Wild Pea Explored for Better Understanding of Seed Dormancy

The variability of pea seeds. Photo: Miroslav Hýbl
Monday 8 August 2016, 12:46 – Text: Martina Šaradínová

Plant geneticists, botanists, and geoinformaticists from the UP Faculty of Science and the Olomouc’s branch of the Czech Crop Research Institute (CRI) will investigate the seed dormancy of the wild pea and Medicago truncatula in the context of evolutionary adaptation. Seed dormancy is a plant’s ability to stop or reduce physiological processes in order to better survive unfavourable conditions. Scientists will use a unique collection from various locations in the world – the seeds of 150 pea species and 260 alfalfa species with GPS coordinates tracing them back to their original place of harvest.

The current cultivated varieties have been, throughout the process of cultivation, ridden of a number of their properties, such as seed dormancy and pod shattering in bean plants and brittle rachis in cereal crops.
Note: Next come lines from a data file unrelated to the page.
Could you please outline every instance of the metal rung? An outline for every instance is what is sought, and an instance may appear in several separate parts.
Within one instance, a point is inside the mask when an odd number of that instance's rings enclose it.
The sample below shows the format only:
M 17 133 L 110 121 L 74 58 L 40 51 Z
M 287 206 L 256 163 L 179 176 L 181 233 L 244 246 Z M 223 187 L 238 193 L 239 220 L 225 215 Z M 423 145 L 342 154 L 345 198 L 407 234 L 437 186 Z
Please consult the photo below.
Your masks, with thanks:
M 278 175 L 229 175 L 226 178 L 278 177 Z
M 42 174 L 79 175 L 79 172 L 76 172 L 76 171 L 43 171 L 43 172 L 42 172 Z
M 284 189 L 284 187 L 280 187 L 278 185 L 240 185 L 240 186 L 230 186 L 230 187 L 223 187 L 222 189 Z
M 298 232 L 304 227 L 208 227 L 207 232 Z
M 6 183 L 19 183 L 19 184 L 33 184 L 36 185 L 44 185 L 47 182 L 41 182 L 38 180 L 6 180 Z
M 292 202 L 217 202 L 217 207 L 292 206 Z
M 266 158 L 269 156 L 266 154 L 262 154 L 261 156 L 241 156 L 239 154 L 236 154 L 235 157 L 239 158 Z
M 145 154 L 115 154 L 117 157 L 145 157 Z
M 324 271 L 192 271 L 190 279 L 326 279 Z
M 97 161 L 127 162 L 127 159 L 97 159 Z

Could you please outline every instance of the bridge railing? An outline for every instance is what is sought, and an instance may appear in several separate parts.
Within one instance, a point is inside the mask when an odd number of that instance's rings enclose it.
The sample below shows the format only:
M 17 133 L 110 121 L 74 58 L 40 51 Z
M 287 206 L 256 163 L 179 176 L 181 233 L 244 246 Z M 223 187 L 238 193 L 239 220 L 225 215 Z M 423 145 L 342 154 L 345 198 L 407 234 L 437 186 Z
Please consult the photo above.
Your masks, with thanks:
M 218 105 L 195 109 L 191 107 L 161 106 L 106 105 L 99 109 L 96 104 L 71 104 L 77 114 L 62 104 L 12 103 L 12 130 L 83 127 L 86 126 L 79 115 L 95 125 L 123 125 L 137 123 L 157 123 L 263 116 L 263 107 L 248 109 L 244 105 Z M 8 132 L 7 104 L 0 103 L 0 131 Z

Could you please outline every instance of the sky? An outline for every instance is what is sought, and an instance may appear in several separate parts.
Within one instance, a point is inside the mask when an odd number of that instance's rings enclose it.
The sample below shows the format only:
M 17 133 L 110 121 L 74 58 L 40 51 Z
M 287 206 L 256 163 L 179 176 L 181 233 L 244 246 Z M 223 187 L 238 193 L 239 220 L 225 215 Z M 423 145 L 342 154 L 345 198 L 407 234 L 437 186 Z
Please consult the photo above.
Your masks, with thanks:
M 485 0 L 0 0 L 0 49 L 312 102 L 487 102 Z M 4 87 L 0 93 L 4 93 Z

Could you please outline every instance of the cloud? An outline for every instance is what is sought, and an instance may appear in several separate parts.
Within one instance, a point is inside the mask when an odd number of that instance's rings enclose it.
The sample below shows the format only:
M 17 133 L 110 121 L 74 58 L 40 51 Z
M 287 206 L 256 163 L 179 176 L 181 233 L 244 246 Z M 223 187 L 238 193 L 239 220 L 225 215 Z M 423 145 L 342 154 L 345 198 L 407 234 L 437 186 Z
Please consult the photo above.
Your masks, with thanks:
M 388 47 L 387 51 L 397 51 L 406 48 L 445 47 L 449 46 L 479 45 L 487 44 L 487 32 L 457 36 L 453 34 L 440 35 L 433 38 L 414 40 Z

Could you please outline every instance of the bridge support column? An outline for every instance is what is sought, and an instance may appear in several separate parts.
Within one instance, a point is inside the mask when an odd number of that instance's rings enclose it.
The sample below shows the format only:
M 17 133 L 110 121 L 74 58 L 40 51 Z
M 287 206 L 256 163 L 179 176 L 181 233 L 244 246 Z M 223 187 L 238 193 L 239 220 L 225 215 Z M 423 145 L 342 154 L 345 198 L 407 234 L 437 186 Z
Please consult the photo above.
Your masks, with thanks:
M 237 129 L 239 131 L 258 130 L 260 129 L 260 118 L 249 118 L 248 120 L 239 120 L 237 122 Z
These two traits are considered crucial in the process of plant domestication.

“In nature, these traits have their significance, however they would be harmful in cultivated varieties, because part of the harvest would be left in the field or the seeds would not germinate after sowing. Dormancy, or swelling of the legume seeds, is a practical thing too. It allows us to cook the seeds and digest them. During domestication and cultivation we have gotten rid of a large part of the variability, including certain traits and new factors having impact on the plants due to climate changes. If we understand dormancy in the wild species, then we may improve our cultivated varieties too,” said the main investigator, Petr Smýkal from the Department of Botany, concerning their novel project.

Work in the fields and experiments

The research began in April 2016, within a three-year project called “Ecological genomic approaches to uncovering the adaptive significance of seed dormancy in legumes”. Researchers will first reproduce the seeds and then get down to experiments. The geoinfomaticists will provide data on climatic conditions in the place of the seeds’ origin. This data will serve for experimental testing of dormancy, in other words the germination of seeds in the regime of oscillating temperatures typical for natural conditions, including a simulation of varying precipitation amounts. With the help of geoinformatics and statistics, the link between the degree of dormancy, environmental conditions, and DNA will be tested. Such a fusion of genomics and geoinformatics is a current trend in ecological genomics, a discipline that helps understand the process of adaptation to environment.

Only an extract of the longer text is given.